2.1 Inefficient commutation
The first thing which was remarkable from the test is that about 10 [A] was already required to turn at 3200 [RPM] without any load connected. This seems to be caused by inefficient commutation, we figured there are two main possible causes for this.
2.1.1 Phase offset error
Their might be an error in the phase offset used, this will cause an linear increase in required current with velocity. This can be best solved by finetuning the offset at a high velocity. However our curve does not seem linear, thus this does not seem to be the case.
2.1.2 Delay error
There is a certain amount of delay in between requesting the position from the RM08 and applying the new voltage. This delay can cause the current to exponential increase with motor velocity, which is true in our case.
By adding up al delays we found a total delay of ~0.1 ms in the system (see above). Spinning at 3000RPM = 50Hz and using 21 pole pairs means that the electrical turning frequency is 1050Hz, than a delay of 0.1 ms would cause a 37.8 electrical degree error, This likely causes the inefficiency!
2.2 Control going crazy
if we try to go above ~3200 RPM, the motor starts pulling a lot of current and makes a lot of noise. This means the motor is not operational above 3000RPM, this seems to be the most urgent problem at the moment.

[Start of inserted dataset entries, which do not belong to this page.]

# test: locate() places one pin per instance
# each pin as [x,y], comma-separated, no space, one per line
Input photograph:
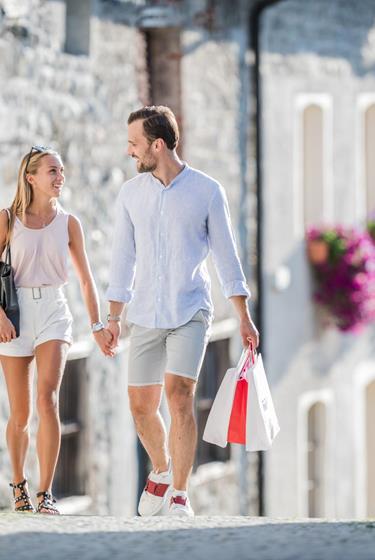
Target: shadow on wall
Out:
[230,538]
[291,27]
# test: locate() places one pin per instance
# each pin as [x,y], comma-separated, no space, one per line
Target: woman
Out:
[41,235]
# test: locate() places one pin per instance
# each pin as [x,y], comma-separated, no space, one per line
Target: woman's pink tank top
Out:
[40,256]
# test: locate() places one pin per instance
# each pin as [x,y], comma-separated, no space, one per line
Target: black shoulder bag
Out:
[8,292]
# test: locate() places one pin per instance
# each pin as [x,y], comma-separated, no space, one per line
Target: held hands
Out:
[7,330]
[103,339]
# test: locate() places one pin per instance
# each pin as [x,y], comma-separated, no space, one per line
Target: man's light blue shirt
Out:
[162,237]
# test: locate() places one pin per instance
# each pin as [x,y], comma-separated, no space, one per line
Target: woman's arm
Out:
[87,283]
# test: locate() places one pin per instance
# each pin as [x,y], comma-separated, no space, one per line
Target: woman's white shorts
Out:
[44,316]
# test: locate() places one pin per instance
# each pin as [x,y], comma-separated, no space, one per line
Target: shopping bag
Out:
[262,425]
[216,429]
[237,420]
[258,427]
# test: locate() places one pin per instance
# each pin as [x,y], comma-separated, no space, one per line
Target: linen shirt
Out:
[162,236]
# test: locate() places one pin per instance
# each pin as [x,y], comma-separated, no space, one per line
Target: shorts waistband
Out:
[41,292]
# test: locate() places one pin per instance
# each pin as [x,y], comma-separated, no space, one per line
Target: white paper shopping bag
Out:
[262,425]
[216,430]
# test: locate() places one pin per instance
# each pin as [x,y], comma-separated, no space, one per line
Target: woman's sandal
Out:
[47,504]
[27,506]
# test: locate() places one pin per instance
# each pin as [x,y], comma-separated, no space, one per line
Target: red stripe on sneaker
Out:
[155,488]
[178,500]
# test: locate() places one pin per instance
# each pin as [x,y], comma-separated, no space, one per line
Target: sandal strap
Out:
[23,496]
[47,502]
[19,485]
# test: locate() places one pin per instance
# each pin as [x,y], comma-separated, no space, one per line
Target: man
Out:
[168,218]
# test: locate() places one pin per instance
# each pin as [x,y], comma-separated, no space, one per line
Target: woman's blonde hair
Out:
[24,195]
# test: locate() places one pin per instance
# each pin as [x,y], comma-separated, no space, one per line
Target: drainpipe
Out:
[254,32]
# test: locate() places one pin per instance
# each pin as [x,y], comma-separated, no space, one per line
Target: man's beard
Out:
[146,167]
[148,164]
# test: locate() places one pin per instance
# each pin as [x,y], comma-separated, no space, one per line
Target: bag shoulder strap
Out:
[8,259]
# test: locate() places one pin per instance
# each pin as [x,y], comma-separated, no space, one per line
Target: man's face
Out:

Normally the motor velocity is limited by back-EMF, if the back EMF would be causing this issue the problem would be voltage dependent. Therefore some measurements where done at different voltage levels, see the two images below:
The moment where the motor stops following the velocity sweep seems to increase linearly with voltage. Another interesting outcome is that at 30V the motor just stops following the velocity sweep, while at the higher voltages (40V and 43V) the motor suddenly dropped to a lower velocity. Note that the 46V test stopped before this moment because to high current peaks were flowing trough the SOMANET (35A). However it seems unlikely the back-EMF is the problem since Tiger has been able to reach 5000RPM themselves.
For the first problem we thought we could use something like:
Pcorr = Penc + t_delay * Vel.
- Vel: angular velocity
- t_delay: the delay compensation gain
- Penc: the encoder position for the rotor
- Pcor: the delay compensated position
However this didn't save the problem at all. Do you have any other suggestions?
For the second problem we can't think of any cause, can you think of any?